I was pretty stressed in the few months before I left Seattle. I was deciding if and where I should go to graduate school and trying to summon the strength to leave my great job and one-of-a-kind friends in the Emerald City. During this time, I developed an unlike-me habit of watching an episode of Are You Afraid of the Dark every night before falling asleep. Perhaps watching comfort television is in the same habit-family as eating comfort food? I’m not sure…but the tales of the Midnight Society certainly made me feel better.
Recent reports about the onset of Generation Y members seeking comfort through nostalgia got me thinking about my Retro TV coping mechanism. Is it really that rare for 20-somethings to look back? The Beatles felt nostalgic about Yesterday, so why is it absurd for a 20-something to feel nostalgic about the last decade? Moreover, is Generation Y really a particularly nostalgic generation? Would members of Generation X never think to cope with Growing Pains by watching re-runs of The Brady Bunch? Perhaps we just seem nostalgic because we’re social communicators and can easily access aspects of our childhood via the web, which would have been much harder if not entirely impossible for earlier generations.
And if Generation Y does seek comfort in nostalgia, what’s the harm? Nostalgia is proven to increase a person’s psychological health. Maybe all that nostalgia we’ve allegedly been practicing as a generation is fueling our general optimism during this rough economic climate. Nostalgia also counteracts the effects of loneliness and boosts perceptions of social support, both important things for members of Gen Y.
Still, I’m not convinced that 20-somethings are beating out older generations with the classic, “back in my day…” line.
This article by the New York Times states:
Even though nostalgia hits every generation, it seems awfully early for 28-year-olds to be looking back. One possible explanation, say authors who focus on generational identity, is the impact of the terror attacks of Sept. 11, 2001. The political and economic climate of the late ’90s had been as soothing as a Backstreet Boys ballad: no wars, unemployment as low as 4 percent, a $120 billion federal surplus.”

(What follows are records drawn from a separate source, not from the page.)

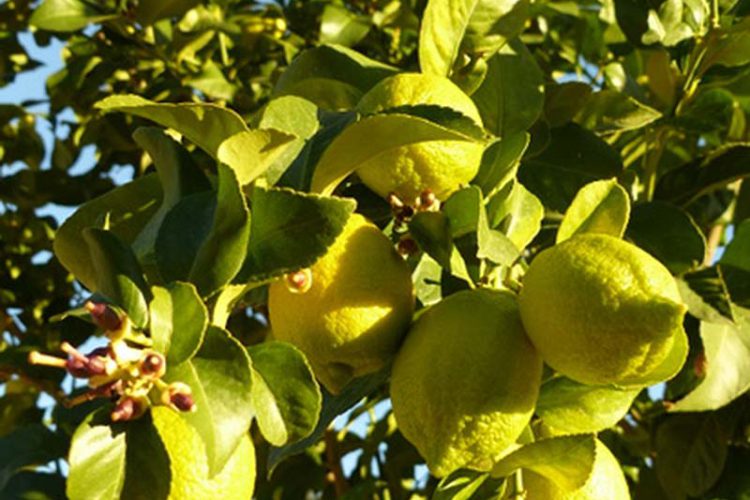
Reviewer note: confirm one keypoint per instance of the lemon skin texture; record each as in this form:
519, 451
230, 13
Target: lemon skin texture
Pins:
353, 318
440, 166
466, 381
602, 311
189, 466
606, 482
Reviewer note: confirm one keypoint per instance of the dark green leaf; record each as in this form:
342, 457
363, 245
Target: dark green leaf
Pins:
657, 227
688, 182
118, 274
574, 157
220, 376
222, 252
331, 76
178, 321
512, 95
291, 230
67, 15
97, 459
287, 398
128, 207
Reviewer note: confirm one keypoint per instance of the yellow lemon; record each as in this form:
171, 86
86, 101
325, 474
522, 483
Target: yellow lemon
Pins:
189, 466
352, 315
606, 482
603, 311
439, 166
466, 381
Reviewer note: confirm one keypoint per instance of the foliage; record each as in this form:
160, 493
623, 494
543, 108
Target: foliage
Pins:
239, 121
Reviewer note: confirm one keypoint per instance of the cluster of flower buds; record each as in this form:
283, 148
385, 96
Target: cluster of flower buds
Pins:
131, 376
403, 212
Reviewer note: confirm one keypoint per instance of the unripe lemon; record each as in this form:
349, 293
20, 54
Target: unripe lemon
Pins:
606, 482
351, 319
189, 467
466, 381
439, 166
603, 311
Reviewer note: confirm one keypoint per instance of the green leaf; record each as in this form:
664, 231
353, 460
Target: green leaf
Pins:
433, 234
569, 407
292, 115
181, 234
574, 157
339, 25
599, 207
500, 162
567, 461
609, 111
287, 398
332, 407
178, 321
119, 275
147, 468
480, 25
291, 230
178, 175
331, 76
128, 207
656, 226
207, 125
460, 485
684, 184
706, 295
220, 376
28, 445
691, 450
564, 101
511, 97
370, 137
222, 253
67, 15
727, 351
97, 459
517, 214
251, 153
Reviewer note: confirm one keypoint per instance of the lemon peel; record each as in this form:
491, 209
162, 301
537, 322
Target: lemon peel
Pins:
606, 482
439, 166
603, 311
354, 314
189, 465
466, 380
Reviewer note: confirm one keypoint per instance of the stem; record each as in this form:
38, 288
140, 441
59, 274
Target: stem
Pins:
333, 461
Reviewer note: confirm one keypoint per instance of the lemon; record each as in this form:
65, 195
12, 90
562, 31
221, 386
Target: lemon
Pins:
352, 318
189, 466
466, 380
439, 166
606, 482
603, 311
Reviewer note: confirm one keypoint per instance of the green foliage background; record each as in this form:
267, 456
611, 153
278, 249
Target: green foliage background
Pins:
653, 94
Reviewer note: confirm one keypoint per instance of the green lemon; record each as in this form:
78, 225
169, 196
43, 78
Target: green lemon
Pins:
189, 466
439, 166
603, 311
606, 482
466, 380
352, 318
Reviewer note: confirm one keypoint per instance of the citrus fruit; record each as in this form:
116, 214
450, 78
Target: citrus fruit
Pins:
466, 380
439, 166
189, 465
606, 482
603, 311
351, 316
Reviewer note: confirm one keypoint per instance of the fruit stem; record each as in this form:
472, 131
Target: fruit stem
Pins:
334, 464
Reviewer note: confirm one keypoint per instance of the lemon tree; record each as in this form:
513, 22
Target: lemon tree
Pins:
448, 249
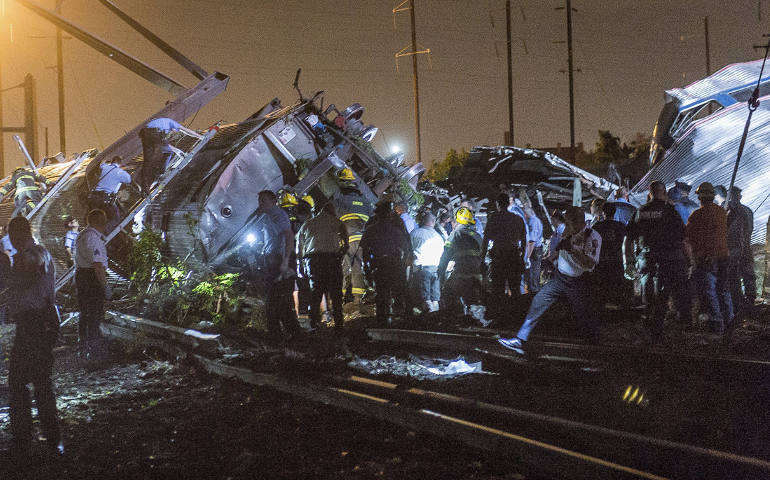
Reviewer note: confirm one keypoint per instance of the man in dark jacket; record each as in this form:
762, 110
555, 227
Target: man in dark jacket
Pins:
387, 250
31, 288
508, 235
656, 236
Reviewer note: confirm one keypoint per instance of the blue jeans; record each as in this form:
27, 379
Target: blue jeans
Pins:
710, 277
574, 289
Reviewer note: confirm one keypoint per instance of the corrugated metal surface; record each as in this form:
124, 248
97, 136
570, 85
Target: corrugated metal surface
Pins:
727, 79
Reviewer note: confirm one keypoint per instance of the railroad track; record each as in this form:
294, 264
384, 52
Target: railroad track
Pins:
532, 443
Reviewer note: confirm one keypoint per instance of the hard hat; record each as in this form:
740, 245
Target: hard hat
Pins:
309, 200
705, 189
464, 216
346, 174
288, 199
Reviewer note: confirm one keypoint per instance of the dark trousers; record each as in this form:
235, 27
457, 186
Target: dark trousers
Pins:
325, 279
389, 285
31, 362
91, 301
663, 278
503, 269
574, 289
426, 285
710, 276
533, 280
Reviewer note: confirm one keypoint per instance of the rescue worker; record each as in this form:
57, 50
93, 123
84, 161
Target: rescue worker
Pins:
387, 250
427, 247
609, 273
321, 242
104, 196
534, 254
156, 149
706, 240
462, 287
28, 192
275, 263
31, 289
354, 211
740, 225
91, 280
71, 236
579, 253
402, 210
656, 237
508, 235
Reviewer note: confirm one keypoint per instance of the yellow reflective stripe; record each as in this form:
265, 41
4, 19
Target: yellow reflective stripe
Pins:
354, 216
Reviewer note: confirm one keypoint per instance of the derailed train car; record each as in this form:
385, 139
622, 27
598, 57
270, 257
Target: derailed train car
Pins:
698, 132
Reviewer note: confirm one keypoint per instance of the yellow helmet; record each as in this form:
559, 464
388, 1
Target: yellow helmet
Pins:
288, 199
464, 216
346, 174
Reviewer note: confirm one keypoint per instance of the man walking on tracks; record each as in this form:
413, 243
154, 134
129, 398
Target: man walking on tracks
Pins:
31, 289
578, 254
91, 280
28, 192
656, 235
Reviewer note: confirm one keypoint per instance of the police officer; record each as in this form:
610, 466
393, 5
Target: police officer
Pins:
28, 193
354, 211
91, 280
321, 242
156, 149
31, 288
508, 235
104, 195
387, 250
740, 225
656, 236
462, 287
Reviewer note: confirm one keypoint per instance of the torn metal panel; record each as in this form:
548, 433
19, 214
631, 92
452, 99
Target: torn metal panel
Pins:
694, 146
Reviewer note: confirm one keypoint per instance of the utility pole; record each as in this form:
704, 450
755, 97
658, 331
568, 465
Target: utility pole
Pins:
571, 83
510, 72
413, 53
60, 82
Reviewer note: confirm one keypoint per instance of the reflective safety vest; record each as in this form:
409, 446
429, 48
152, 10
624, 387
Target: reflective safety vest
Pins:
22, 180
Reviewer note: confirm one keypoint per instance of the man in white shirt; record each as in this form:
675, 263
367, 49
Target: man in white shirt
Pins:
91, 278
578, 253
427, 247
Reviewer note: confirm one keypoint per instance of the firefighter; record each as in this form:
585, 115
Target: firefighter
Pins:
387, 250
28, 192
354, 211
463, 286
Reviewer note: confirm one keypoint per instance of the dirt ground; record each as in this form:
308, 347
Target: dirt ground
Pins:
141, 417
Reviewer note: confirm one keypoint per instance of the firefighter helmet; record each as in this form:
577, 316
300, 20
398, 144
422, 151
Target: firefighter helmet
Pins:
464, 216
288, 199
346, 175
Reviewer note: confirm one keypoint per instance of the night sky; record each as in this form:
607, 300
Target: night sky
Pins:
628, 53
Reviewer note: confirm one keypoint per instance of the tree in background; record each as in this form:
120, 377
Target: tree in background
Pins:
439, 170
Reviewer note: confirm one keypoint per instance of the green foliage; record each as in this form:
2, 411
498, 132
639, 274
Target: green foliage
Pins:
439, 170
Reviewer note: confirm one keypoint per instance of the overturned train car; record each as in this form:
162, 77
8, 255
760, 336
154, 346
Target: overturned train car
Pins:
207, 212
698, 132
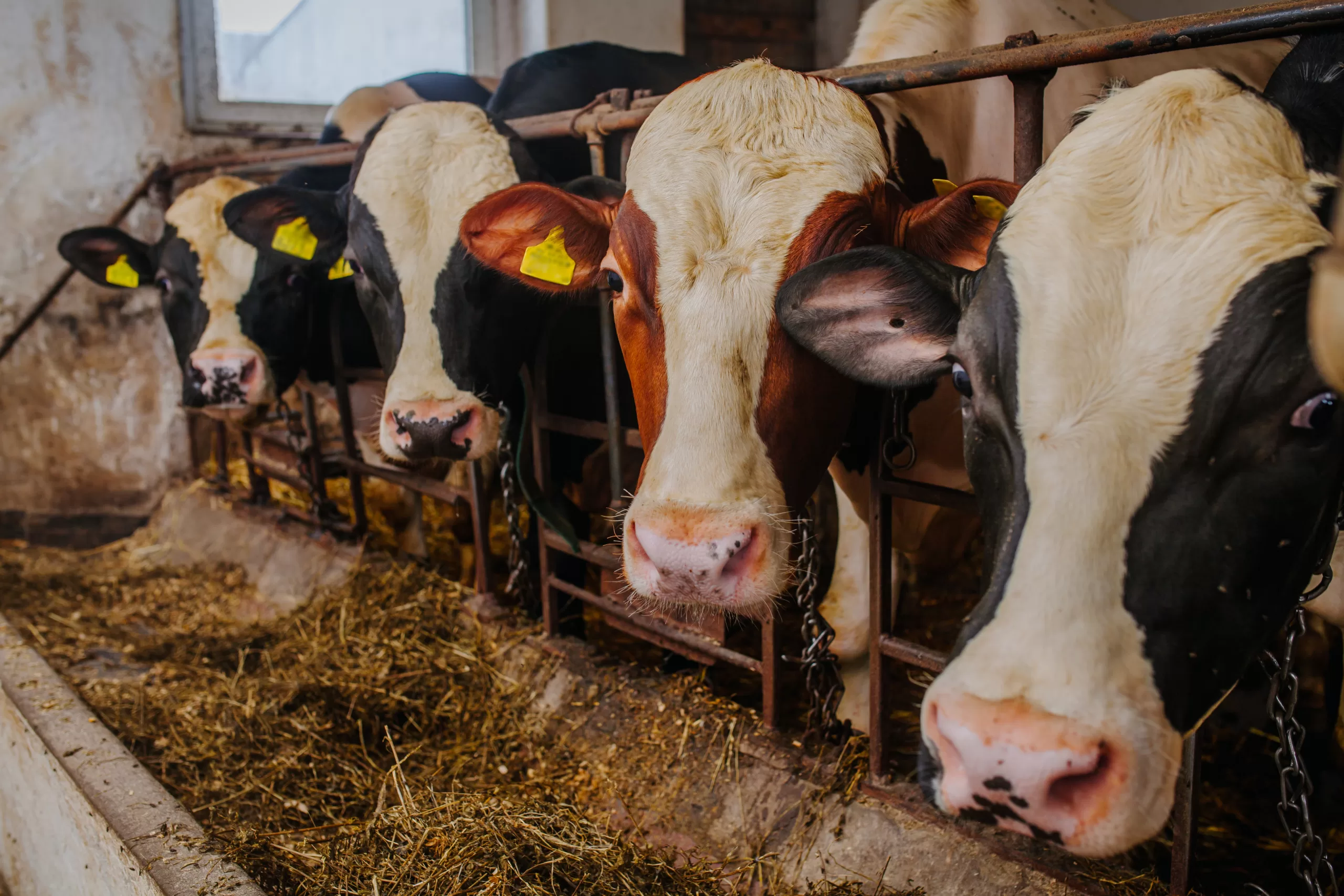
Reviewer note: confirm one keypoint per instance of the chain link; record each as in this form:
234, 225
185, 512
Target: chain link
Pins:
519, 585
820, 667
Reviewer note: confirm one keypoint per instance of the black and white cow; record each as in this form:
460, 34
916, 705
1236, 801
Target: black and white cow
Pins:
244, 323
1158, 460
350, 120
450, 332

Gen Y is nostalgic for the good ‘ole days because they really were the good ole’ days, and we suddenly find things getting much more difficult for us, resulting in reflection on a better time. This makes sense. But check out this study reported by Science Daily. It’s actually been found that if an event begins poorly and gets better, you’ll have a more positive memory than if it starts out good and gets worse. In this light, might we find that a 20 something today is just as nostalgic as a 20 something from an earlier generation, if not less nostalgic?
Though Gen Y doesn’t exactly have a cake walk nowadays, the previous generations have lived through their own equal if not much worse bouts of war, disasters, and work insecurities. Also, many of my peers (myself included) weren’t in the full-time workplace at all during 9/11 or when the unemployment rate dropped to 4%, so it’s difficult for us to be nostalgic for that time, from an adult and economic perspective.
Perhaps it’s not the wish for a national environment without war, threats of terrorism and unemployment that is driving members of Gen Y to think so fondly of the past. Perhaps it’s just the simplicity of childhood.
I think that what other generations perceive to be more-rampant-than-usual nostalgia is just a highly communicative and technology-enabled generation growing up. Were previous generations so unaware of their own growth that they never looked behind them to remember where they’d been before transitioning into/within the full-time working world? I doubt it. Perhaps the spotlight is just on a vocal and social generation Y right now.